Hines recalled the moments leading up to the day he decided he was going to end his life when his mental illness had consumed him to the point he felt as if no one cared about him.
He was crying in the middle of Golden Gate Bridge, visibly shaken and in severe emotional pain, when a woman approached him and asked him to take her photo.
"She walked away, and that's when I said to myself, 'Absolutely nobody cares.' Was that true?" Hines said to the crowd, which collectively responded a resounding "no."
"Everybody cared—my family cared, my friends cared," Hines said. "You guys would've been there to save me because you care."
The woman who approached him cared and had tried to connect with him, Hines eventually realized, as most others do and the students before him, all pursuing careers that involve saving people, especially do.
Anyone struggling with mental illness must remember that, Hines said.
"We're not here for personal betterment or gain; that's why you're getting into the fields you're getting into," Hines said. "That's why you want to be nurses. That's why you're in law enforcement; that's why you're paramedics—to give back. That's why you're in criminal justice—because you care. We are here for each other. We're not here to hurt each other with our words or actions."
Hines also told the crowd a story about how he decided to commit himself to a psychiatric ward.
That day, after Hines realized his depression had gotten out of hand and he needed to again seek help, two police officers brought him to the hospital.
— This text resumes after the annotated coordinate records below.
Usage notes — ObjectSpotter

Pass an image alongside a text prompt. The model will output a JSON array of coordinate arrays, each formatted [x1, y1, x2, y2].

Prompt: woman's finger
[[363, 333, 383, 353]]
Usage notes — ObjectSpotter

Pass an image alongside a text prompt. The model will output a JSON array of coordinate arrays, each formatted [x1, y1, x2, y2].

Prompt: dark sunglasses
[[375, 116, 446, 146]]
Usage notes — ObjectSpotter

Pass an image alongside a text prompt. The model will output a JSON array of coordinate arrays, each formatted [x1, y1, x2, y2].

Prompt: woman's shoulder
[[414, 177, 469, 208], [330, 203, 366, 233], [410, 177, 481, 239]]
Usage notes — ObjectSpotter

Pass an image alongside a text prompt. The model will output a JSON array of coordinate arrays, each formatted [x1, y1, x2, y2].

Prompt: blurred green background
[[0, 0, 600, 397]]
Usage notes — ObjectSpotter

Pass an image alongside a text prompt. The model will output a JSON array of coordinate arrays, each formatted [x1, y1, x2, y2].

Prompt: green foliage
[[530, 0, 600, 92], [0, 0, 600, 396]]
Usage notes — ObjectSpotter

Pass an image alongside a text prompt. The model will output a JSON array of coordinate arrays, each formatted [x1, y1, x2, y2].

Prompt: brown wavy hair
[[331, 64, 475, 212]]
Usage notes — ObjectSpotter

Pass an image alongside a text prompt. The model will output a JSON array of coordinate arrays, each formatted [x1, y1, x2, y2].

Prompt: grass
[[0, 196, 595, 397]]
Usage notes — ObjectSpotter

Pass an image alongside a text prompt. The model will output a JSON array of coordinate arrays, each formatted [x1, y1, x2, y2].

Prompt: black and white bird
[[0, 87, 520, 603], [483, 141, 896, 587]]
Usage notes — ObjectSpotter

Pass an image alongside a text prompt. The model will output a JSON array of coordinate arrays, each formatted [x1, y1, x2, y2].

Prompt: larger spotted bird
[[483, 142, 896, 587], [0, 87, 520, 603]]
But they didn't stop there—the duo stayed with him in the hospital waiting room and comforted him as he sobbed.
"It was probably one of the kindest things two officers could've done for me in that moment of crisis," Hines said. "These officers cared enough to look at me and treat me like a human being and not just a patient."
Allie Eckes, a UW-Stout student attending CVTC's Police Academy this semester, said the talk was inspiring to her as a future law enforcement officer.
Eckes said much of her education has been about crisis management, and law enforcement's interaction with people who struggle with depression or another mental illness is something that is often overlooked, but incredibly important.
"I was tearing up at several points," Eckes said. "I wish people heard these stories about our law enforcement more often."